The downside to the ‘use it or lose it’ approach to a better brain

Use it or lose it. It’s brain health advice you hear often. In fact, I think I’ve doled it out a time or two.

But is it right?

Yes and no. There are plenty of studies that show “mind exercises” like computer games and crosswords can improve memory, reasoning and processing speed to some degree or another. But one of the more recent studies on the subject shows we shouldn’t put too much stock in preventing cognitive decline with mental exercise…

This study found that staying mentally active throughout your life will increase your overall cognitive capabilities. But that only means, when your mental faculties start to slip a bit with age, you’ll be starting from a higher point… and it will take you longer to bottom out, so to speak. It won’t, however, stop the decline from happening.

If that’s the case, buying a bunch of sudoku puzzles on your 50th birthday to protect yourself from cognitive decline isn’t a solid strategy.

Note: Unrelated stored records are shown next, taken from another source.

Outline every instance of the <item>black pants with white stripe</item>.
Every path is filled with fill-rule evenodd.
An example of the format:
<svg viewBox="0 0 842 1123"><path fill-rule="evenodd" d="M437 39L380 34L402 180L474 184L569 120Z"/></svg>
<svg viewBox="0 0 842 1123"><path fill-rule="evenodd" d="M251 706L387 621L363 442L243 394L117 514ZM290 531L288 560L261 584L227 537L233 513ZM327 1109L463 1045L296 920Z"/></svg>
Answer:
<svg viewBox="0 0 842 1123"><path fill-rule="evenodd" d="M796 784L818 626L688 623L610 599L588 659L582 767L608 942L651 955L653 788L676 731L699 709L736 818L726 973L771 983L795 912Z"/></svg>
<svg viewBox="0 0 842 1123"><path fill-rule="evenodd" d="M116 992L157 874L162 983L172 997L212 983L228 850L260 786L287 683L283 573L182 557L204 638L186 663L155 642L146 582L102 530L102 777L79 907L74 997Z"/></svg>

But here’s the real kicker…

Brain exercise potentially has a negative side effect that’s far worse than the fact that it may not work…

It could shorten your life.

People with less brain activity live longer

A new study published in the journal Nature shows that extra active brain cells don’t make for an extra-long life.

In the study, Harvard researchers examined brain tissue from people who died in their 60s, 70s, and 80s. They noticed that people who died before their mid-80s had less of a protein called REST in their brains. REST deactivates genes that promote brain activity. So, the less REST present in the brain, the more brain activity.

There’s no way to test REST levels in the brain when people are alive. So besides testing the brains of people who’d passed away, researchers also performed REST tests on roundworms and mice.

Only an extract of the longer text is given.